It's not enough to know n
. Allocation of an item to a bucket is a function of the item itself so, if you want a perfect hash function (one item per bucket), you need to know the data.
In any case, if you're limiting the number of elements to a known n
, you're already technically O(1) lookup. The upper bound will be based on the constant n
. This would be true even for a non-hash solution.
Your best bet is to probably just use the hash function you have and have each bucket be a linked list of the colliding items. Even if the hash is less than perfect, you're still greatly minimising the time taken.
Only if the hash is totally imperfect (all n
elements placed in one bucket) will it be as bad as a normal linked list.

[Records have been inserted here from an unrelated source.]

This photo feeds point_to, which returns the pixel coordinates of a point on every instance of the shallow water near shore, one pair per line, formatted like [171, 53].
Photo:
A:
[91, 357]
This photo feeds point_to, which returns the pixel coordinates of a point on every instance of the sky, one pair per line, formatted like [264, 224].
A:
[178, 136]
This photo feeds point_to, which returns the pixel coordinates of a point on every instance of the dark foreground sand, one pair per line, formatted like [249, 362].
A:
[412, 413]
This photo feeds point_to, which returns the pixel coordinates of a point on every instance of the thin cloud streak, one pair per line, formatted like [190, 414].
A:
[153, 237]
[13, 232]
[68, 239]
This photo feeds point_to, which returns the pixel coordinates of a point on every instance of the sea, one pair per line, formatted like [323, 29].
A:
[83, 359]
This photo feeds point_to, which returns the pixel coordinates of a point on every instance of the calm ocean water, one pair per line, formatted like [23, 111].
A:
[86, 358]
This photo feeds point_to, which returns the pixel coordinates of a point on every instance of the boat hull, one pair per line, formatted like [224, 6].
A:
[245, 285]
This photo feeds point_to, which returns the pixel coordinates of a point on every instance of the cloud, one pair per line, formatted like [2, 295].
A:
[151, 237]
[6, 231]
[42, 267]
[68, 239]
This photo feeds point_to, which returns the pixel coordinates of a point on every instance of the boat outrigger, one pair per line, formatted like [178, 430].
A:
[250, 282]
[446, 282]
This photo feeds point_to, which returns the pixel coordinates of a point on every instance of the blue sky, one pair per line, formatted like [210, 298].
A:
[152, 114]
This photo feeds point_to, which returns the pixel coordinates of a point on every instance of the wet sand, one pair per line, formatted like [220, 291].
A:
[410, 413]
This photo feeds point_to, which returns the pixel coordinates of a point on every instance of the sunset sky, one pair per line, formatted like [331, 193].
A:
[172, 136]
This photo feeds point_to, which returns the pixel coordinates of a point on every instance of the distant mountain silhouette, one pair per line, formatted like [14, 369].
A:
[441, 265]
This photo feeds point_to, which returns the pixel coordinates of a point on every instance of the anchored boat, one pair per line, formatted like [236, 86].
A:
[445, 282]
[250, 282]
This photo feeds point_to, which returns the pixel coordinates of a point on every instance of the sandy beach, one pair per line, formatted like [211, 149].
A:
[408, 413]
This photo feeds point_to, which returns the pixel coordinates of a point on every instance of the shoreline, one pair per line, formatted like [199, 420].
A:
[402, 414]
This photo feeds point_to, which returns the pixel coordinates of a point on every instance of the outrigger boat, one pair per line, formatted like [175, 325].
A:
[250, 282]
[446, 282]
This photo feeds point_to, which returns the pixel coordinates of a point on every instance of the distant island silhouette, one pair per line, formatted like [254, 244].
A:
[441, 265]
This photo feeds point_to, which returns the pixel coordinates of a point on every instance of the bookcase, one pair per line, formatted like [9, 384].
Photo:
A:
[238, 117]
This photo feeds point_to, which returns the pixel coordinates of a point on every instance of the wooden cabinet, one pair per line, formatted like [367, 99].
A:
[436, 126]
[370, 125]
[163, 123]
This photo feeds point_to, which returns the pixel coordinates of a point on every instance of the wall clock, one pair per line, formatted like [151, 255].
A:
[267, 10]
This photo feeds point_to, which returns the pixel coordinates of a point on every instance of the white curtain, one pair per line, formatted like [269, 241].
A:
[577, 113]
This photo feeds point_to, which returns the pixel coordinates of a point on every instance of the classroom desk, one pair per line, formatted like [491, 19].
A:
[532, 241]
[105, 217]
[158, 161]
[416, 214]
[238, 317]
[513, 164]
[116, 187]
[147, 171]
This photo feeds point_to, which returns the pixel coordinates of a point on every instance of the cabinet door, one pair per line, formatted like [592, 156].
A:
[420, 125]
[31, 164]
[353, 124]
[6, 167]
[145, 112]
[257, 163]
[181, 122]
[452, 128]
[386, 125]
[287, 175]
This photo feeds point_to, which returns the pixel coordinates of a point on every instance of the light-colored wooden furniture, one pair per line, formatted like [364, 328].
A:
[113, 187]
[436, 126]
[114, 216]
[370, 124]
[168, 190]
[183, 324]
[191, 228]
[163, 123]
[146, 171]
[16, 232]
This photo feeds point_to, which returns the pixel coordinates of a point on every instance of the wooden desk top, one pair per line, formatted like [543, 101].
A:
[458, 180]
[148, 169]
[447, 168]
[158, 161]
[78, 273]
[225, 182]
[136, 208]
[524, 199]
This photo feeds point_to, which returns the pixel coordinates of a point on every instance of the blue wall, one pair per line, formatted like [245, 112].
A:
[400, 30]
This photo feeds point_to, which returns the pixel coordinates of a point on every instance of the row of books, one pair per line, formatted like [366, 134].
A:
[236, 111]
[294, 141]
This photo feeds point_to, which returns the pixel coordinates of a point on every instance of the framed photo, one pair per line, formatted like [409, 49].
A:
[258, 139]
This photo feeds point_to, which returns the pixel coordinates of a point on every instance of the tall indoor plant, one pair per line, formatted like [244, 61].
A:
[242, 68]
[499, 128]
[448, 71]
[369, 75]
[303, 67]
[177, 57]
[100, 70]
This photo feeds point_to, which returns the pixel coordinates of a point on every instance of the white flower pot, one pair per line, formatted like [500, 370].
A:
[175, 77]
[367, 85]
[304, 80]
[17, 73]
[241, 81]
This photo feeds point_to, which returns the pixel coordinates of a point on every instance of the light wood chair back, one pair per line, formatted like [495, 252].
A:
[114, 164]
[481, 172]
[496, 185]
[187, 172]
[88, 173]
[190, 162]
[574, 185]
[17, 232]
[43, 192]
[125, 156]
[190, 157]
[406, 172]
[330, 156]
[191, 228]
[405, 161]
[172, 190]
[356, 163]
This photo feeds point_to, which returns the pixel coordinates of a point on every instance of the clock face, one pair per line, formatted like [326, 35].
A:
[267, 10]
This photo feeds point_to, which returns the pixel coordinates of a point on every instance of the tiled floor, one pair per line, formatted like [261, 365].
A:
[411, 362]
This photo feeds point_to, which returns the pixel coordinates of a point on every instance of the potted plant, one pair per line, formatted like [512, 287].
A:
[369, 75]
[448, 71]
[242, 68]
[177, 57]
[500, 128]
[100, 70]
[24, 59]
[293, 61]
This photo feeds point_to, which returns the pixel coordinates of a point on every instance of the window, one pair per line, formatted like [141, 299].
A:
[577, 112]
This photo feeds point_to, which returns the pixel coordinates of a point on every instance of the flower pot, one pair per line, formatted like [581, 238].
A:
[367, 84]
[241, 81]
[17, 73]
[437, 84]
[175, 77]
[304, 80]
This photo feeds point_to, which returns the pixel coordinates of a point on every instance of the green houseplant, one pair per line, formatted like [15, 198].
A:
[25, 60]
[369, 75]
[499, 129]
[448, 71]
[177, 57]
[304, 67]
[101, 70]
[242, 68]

If you don't know the data in advance, a perfect hash is not possible. Unless, of course, you use h
itself as the hash key rather than h%n
but that's going to take an awful lot of storage :-)
My advice is to go the good-enough hash with linked list route. I don't doubt that you could make a better hash function based on the relative frequencies of letters in people's names across the population but even the hash you have (which is ideal for all letters having the same frequency) should be adequate.
And, anyway, if you start relying on frequencies and you get an influx of people from those countries that don't seem to use vowels (a la Bosniaa), you'll end up with more collisions.
But keep in mind that it really depends on the n
that you're using.
If n
is small enough, you could even get away with a sequential search of an unsorted array. I'm assuming your n
is large enough here that you've already established that (or a balanced binary tree) won't give you enough performance.
A case in point: we have some code which searches through problem dockets looking for names of people that left comments (so we can establish the last member on our team who responded). There's only ever about ten or so members in our team so we just use a sequential search for them - the performance improvement from using a faster data structure was deemed too much trouble.
aNo offence intended. I just remember the humorous article a long time ago about Clinton authorising the airlifting of vowels to Bosnia. I'm sure there are other countries with a similar "problem".